Вводимый в текст романа log-book Робинзона отмечает два разных момента в жизни героя Турнье и, фактически, раскрывает в каждой из частей внутреннее состояние, самоосознание и мирочувствование двух «разных» Робинзонов. Первый — близкий литературному архетипу (увековеченному Дефо); второй — демифологизированный и заново мифологизированный Турнье — новый мифопоэтический тип, созданный автором «Пятницы»: «солярный» Робинзон. Первый — цивильный англичанин здравомыслящего и морализаторского XVIII столетия, но отягощенностью одиночеством, идеей «другого», проблемами «смерти» и «секса» воплощающий «ментальность» человека ХХ столетия. И второй — живая антропоморфизация мистико-метафизической идеи созерцательного слияния с Солнцем. Всецелое пребывание в этой экзистенциальной сфере сконцентрировано в единственном интеллектуальном желании знать. И Робинзон патетически вопрошает Светило: «Согласуется ли мое преображение с твоей блистательной сутью?» (259).

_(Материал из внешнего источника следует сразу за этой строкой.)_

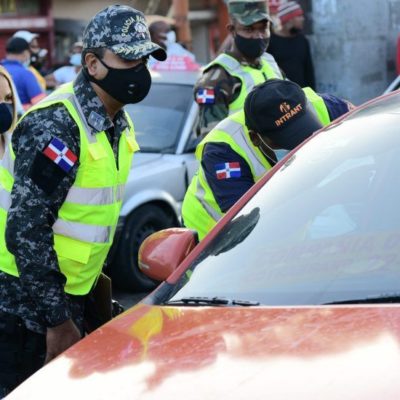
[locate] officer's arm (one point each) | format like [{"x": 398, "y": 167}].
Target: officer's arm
[
  {"x": 39, "y": 190},
  {"x": 213, "y": 93},
  {"x": 227, "y": 174}
]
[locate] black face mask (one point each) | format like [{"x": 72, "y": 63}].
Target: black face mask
[
  {"x": 6, "y": 117},
  {"x": 128, "y": 86},
  {"x": 251, "y": 48}
]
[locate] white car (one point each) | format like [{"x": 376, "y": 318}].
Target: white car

Стыковка повествовательных ракурсов «автор» — «герой», соединение рассказа от третьего лица с рассказом от первого, повествовательной манеры изложения и лирической в форме дневника-монолога — эти три уровня соответствуют традиционной форме, упорядочивающей и гармонизирующей разностильное и гетерогенное. Не нарушают этой согласованности и разные способы существования в общероманном тексте log-book'а. В первом случае перемежаются авторский рассказ истории Робинзона и его записи, которые продолжают, углубляют изображенное или рассказанное повествователем. Рассказ от третьего лица будто плавно перетекает в дневниковые исповеди и размышления, внешнее действие романа — во внутреннее и, соответственно, — в обратном направлении. Во второй раз текст дневника включается как цельный фрагмент записей Робинзона, на время прерывающих (причем им отведена самостоятельная десятая глава), но в ином ракурсе и продолжающих авторское повествование.

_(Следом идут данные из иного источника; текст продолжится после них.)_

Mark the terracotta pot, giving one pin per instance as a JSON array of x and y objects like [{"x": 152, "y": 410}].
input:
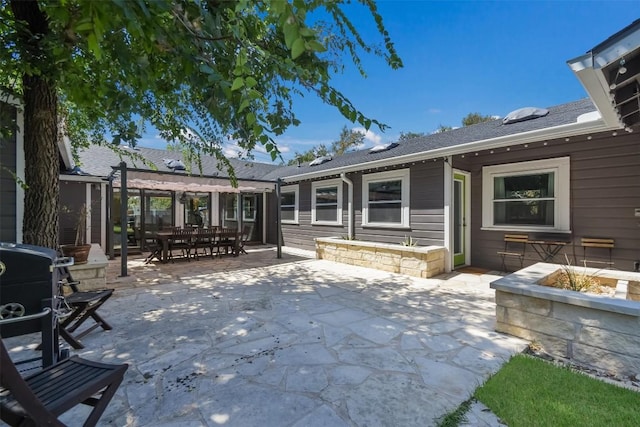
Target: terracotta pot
[{"x": 80, "y": 253}]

Несмотря на связующую соотнесенность во многих моментах, эти два романных пласта всецело не согласуются, прежде всего формально. Это и создает новые «порядки истолкования» жизни современными писателями. «Это не один порядок и не одно истолкование, — пишет Э. Ауэрбах, — а множество порядков и истолкований — они принадлежат разным лицам или одним и тем же в разное время: порядки переплетаются, противоречат один другому и дополняют один другой, и так возникает некий синтетический взгляд на мир или по меньшей мере материал для синтетического истолкования мира читателем»[331].

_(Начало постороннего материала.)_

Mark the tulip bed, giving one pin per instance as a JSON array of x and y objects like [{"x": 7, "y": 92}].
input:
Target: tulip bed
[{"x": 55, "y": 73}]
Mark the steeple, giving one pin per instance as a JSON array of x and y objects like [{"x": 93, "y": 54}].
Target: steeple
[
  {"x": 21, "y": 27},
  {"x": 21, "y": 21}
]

Традиционность романной прозы Турнье одновременно предполагает и явно современное отношение автора «Пятницы» к проблеме «писатель — читатель», решение которой он определяет как соавторство, заявляя в одном из интервью: «У книги всегда два автора: тот, кто ее пишет, и тот, кто ее читает»[332]. Собственно, необходимость читателю произведений Турнье быть творчески активным — не столько следствие авторского убеждения, сколько многомерности и многоуровневости «текстуры текста» его прозы, вызывающей множество несхожих интерпретаций. Эта многомерность, можно сказать, универсальна, она одновременно охватывает произведение в целом и проявляется в каждой частности его формы. «Содержание произведений Турнье напоминает «матрешки», каждая из которых, как и монада в философской концепции Лейбница, заключает в себе другую. Отсюда многомерность сюжета, развитие его по спирали, репризы, отголоски, инверсии тем и образов»[333].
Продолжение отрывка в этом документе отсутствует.